Confidence regions for neutrino oscillation parameters from double-Chooz data

TL;DR

This paper performs a detailed statistical analysis of double-Chooz data to determine neutrino oscillation parameters, addressing spectral features and the impact of near detector data, resulting in improved parameter estimates.

Contribution

It introduces an independent analysis of double-Chooz data, correcting previous out-of-order minima and exploring effects of spectral bumps and near detector data on oscillation parameter estimation.

Findings

Best fit values: sin^2(2θ13)=0.084 and Δm^2_31≈2.44×10^{-3} eV^2

Near detector data can independently determine both parameters

Spectral bump variations influence Δm^2_31 estimates

Abstract

In this work, an independent and detailed statistical analysis of the double-Chooz experiment is performed. To have a thorough understanding of the implications of the double-Chooz data on both oscillation parameters $\sin^{2}(2\theta_{13})$ and $\Delta m^2_{31}$, we decided to analyze the data corresponding to the Far detector, with no additional restriction. By doing this, confidence regions and best fit values are obtained for ($\sin^{2}(2\theta_{13}),\Delta m^2_{31}$). This analysis yields an out-of-order $\Delta m^2_{31}$ minimum, which has already been mentioned in previous works, and it is corrected with the inclusion of additional restrictions.

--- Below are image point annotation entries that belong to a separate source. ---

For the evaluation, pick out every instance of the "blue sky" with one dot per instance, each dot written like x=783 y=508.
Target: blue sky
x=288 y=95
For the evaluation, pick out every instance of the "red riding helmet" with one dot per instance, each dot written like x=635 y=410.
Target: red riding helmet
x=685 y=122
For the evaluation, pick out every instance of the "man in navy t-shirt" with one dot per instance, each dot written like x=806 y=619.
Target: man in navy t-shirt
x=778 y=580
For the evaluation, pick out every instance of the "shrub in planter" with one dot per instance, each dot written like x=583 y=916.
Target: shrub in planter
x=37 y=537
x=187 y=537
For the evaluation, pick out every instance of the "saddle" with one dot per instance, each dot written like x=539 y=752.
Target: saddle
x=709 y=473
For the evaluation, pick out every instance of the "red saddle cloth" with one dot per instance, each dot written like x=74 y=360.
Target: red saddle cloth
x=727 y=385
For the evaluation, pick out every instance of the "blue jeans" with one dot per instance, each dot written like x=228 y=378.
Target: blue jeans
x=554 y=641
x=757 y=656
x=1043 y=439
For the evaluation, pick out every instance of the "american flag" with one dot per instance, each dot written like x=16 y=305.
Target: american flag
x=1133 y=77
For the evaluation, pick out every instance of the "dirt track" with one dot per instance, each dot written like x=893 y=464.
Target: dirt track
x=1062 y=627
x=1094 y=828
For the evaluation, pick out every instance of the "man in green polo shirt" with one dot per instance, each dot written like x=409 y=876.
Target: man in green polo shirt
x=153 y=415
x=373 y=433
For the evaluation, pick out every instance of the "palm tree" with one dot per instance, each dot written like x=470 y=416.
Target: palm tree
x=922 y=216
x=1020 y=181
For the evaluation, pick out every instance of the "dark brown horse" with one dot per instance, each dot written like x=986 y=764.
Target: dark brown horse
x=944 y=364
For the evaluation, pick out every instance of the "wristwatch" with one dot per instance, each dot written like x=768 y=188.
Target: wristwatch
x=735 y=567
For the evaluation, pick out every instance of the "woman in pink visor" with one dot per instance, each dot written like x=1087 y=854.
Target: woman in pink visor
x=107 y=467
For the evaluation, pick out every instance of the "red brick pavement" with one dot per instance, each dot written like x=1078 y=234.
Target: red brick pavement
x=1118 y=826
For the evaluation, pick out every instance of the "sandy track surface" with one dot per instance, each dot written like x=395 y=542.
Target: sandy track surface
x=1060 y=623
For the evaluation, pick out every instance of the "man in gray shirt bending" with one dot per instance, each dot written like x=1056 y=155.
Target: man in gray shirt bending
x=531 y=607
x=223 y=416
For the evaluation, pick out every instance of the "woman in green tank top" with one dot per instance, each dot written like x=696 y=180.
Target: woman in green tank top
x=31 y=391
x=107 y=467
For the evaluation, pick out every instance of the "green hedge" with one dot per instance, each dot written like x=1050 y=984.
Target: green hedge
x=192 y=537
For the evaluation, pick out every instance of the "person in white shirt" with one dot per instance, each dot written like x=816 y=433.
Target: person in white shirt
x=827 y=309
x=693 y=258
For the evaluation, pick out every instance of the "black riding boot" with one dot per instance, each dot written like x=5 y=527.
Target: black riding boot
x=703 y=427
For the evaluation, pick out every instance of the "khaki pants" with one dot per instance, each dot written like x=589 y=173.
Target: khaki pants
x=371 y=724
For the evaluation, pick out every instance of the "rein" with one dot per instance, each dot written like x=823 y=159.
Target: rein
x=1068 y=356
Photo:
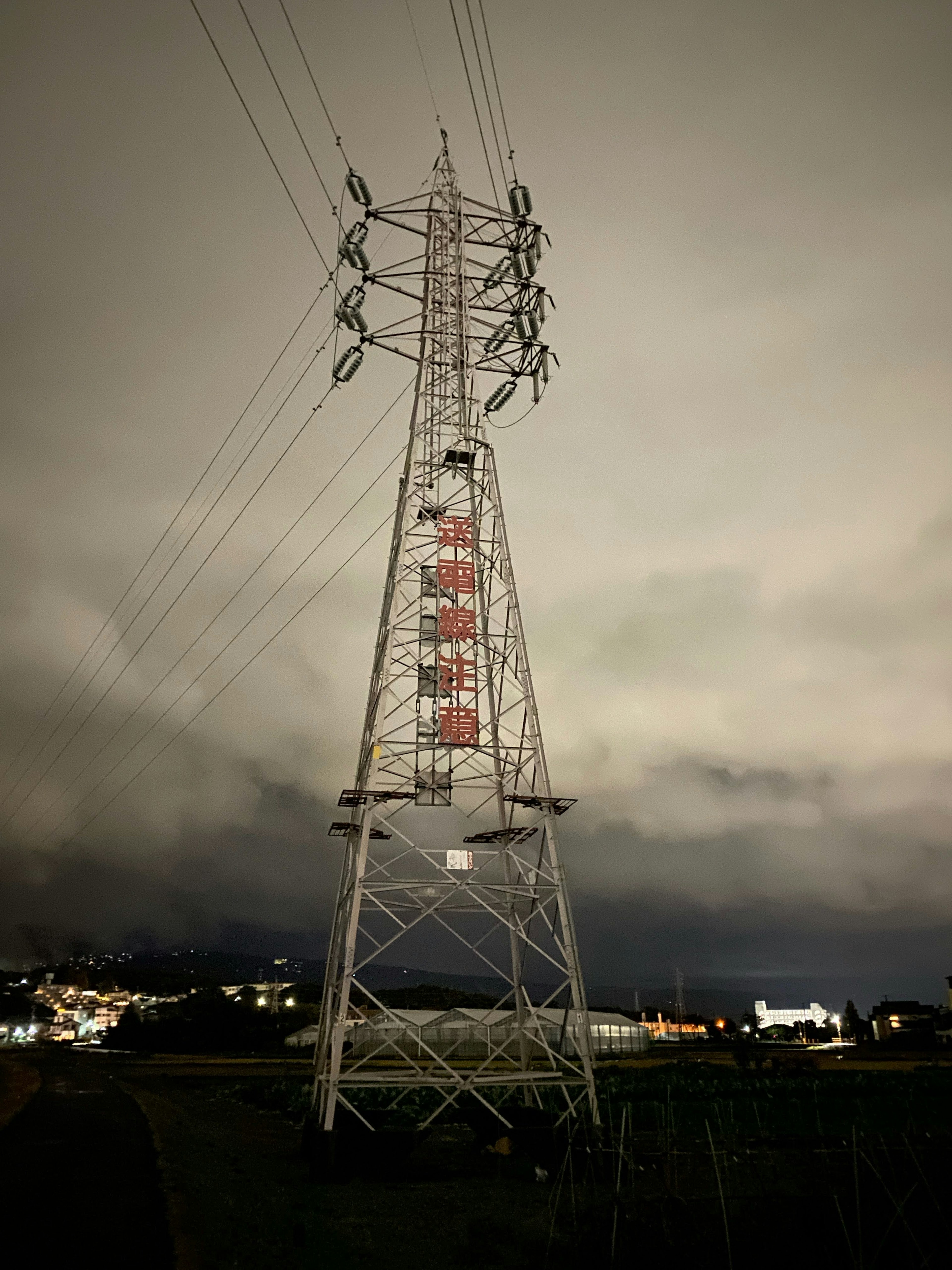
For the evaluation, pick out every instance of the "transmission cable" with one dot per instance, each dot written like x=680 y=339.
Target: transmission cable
x=496 y=81
x=158 y=545
x=229 y=683
x=155 y=589
x=327 y=112
x=287 y=107
x=423 y=64
x=229 y=603
x=238 y=92
x=239 y=453
x=485 y=92
x=473 y=98
x=169 y=609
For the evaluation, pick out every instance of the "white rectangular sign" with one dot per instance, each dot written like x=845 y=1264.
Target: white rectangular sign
x=459 y=859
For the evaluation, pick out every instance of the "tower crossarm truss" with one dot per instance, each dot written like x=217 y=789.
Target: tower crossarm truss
x=451 y=851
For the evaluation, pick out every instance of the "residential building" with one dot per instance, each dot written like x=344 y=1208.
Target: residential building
x=814 y=1014
x=473 y=1034
x=904 y=1022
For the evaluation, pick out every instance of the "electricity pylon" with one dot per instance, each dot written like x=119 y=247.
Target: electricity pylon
x=452 y=844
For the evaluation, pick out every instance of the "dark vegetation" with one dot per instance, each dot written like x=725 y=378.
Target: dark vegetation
x=723 y=1166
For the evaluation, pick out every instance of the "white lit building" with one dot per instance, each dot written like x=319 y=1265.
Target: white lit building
x=814 y=1014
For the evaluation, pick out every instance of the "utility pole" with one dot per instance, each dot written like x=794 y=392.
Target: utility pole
x=681 y=1010
x=452 y=843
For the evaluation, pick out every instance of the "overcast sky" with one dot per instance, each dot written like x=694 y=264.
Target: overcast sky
x=730 y=519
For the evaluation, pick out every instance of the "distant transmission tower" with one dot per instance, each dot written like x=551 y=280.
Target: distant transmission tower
x=681 y=1009
x=452 y=843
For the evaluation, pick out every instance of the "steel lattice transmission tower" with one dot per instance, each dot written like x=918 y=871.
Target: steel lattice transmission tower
x=452 y=840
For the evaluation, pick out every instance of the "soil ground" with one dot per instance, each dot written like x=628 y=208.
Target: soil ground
x=162 y=1161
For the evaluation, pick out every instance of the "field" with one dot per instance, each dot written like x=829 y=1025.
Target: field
x=810 y=1161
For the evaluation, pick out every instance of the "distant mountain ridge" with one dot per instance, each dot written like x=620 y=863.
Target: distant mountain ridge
x=705 y=996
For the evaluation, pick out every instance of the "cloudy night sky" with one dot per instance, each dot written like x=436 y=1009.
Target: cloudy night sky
x=732 y=519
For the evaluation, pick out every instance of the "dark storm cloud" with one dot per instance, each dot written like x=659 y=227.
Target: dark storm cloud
x=730 y=519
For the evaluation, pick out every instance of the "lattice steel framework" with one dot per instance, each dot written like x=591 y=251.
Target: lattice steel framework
x=452 y=831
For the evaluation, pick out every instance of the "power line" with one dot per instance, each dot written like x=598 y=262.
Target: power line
x=229 y=603
x=159 y=543
x=417 y=40
x=223 y=689
x=485 y=91
x=291 y=114
x=238 y=92
x=239 y=451
x=135 y=655
x=327 y=112
x=496 y=81
x=473 y=98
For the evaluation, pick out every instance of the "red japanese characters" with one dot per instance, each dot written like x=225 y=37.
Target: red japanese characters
x=456 y=623
x=457 y=674
x=457 y=576
x=459 y=726
x=455 y=531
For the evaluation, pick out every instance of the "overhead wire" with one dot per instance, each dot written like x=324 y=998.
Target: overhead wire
x=423 y=64
x=158 y=547
x=485 y=91
x=258 y=131
x=235 y=676
x=135 y=655
x=230 y=601
x=287 y=107
x=473 y=98
x=320 y=98
x=496 y=81
x=166 y=533
x=242 y=447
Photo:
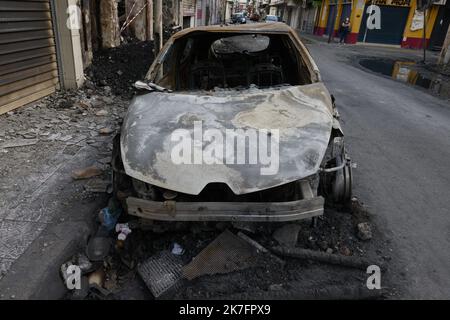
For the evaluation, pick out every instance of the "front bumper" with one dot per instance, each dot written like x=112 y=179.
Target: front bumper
x=226 y=211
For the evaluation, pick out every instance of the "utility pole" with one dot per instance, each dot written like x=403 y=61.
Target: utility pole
x=331 y=35
x=444 y=57
x=158 y=25
x=149 y=13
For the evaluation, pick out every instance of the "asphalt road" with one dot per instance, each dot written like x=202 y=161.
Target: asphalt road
x=400 y=138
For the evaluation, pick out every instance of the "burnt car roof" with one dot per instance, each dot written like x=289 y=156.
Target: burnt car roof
x=268 y=27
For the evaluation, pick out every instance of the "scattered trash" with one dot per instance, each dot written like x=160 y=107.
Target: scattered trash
x=287 y=235
x=364 y=231
x=124 y=230
x=98 y=248
x=86 y=173
x=97 y=185
x=298 y=292
x=306 y=254
x=161 y=272
x=99 y=293
x=101 y=113
x=260 y=248
x=225 y=254
x=84 y=263
x=108 y=216
x=82 y=293
x=63 y=270
x=177 y=249
x=276 y=287
x=97 y=277
x=106 y=130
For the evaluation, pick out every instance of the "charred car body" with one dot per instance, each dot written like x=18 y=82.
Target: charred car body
x=240 y=78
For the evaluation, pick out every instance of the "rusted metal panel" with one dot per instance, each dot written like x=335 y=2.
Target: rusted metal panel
x=188 y=7
x=28 y=67
x=23 y=65
x=24 y=6
x=227 y=253
x=18 y=85
x=226 y=211
x=24 y=36
x=6 y=16
x=16 y=76
x=26 y=45
x=8 y=98
x=25 y=26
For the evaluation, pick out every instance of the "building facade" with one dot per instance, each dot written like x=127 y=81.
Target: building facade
x=392 y=22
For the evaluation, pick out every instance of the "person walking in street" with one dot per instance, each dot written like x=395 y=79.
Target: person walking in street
x=345 y=29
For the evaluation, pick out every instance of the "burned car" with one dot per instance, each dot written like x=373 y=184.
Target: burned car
x=231 y=123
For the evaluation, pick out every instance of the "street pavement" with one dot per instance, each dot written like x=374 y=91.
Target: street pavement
x=400 y=138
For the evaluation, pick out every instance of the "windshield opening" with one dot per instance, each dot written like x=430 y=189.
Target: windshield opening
x=209 y=61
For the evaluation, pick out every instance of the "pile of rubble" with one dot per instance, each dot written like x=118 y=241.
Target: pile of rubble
x=225 y=260
x=118 y=68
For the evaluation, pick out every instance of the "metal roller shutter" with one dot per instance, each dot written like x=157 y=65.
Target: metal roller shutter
x=188 y=7
x=28 y=67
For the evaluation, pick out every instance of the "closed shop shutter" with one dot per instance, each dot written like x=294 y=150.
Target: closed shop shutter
x=346 y=12
x=28 y=69
x=188 y=7
x=331 y=19
x=393 y=21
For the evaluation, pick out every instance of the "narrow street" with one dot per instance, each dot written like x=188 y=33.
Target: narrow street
x=219 y=150
x=400 y=138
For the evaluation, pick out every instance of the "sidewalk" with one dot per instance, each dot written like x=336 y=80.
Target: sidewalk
x=40 y=146
x=372 y=49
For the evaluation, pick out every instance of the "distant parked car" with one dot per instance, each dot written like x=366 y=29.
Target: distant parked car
x=255 y=17
x=238 y=18
x=272 y=18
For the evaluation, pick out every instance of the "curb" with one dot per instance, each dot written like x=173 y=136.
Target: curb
x=41 y=262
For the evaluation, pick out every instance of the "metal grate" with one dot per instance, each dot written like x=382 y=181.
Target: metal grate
x=225 y=254
x=161 y=272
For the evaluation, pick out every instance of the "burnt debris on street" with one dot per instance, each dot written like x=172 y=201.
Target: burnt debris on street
x=224 y=150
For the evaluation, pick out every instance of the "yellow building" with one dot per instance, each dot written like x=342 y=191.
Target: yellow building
x=395 y=22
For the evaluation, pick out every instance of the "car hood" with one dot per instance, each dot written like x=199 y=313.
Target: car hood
x=296 y=120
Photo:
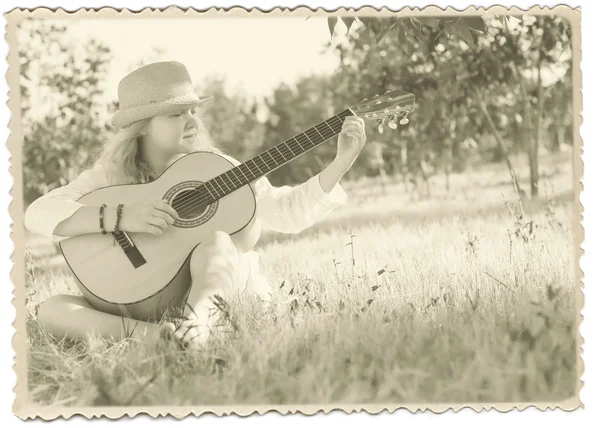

With such restrictions it is obtained that $\sin ^{2}(2 \theta _{13})=0{.}084_{-0{.}028}^{+0{.}030}$ and $\Delta m^2_{31}=2.444^{+0.187}_{-0.215} \times 10^{-3}$ eV$^2$/c$^4$. Our analysis allows us to study the effects of the so called "spectral bump" around 5 MeV, it is observed that a variation of this spectral bump may be able to move the $\Delta m^2_{31}$ best fit value, in such a way that $\Delta m^2_{31}$ takes the order of magnitude of the MINOS value. Finally, and with the intention of understanding the effects of the preliminary Near detector data, we performed two different analyses, aiming to eliminate the effects of the energy bump. As a consequence, it is found that unlike the Far Detector analysis, the Near detector data may be able to fully determine both oscillation parameters by itself, resulting in, $\sin^2(2\theta_{13}) = 0.095 \pm 0.053$ and $\Delta m^{2}_{31} = 2.63^{+0.98}_{-1.15} \times 10^{-3} \text{eV}^2 / \text{c}^4$. The later analyses represent an improvement with respect to previous works, where additional constraints for $\Delta m^2_{31}$ were necessary.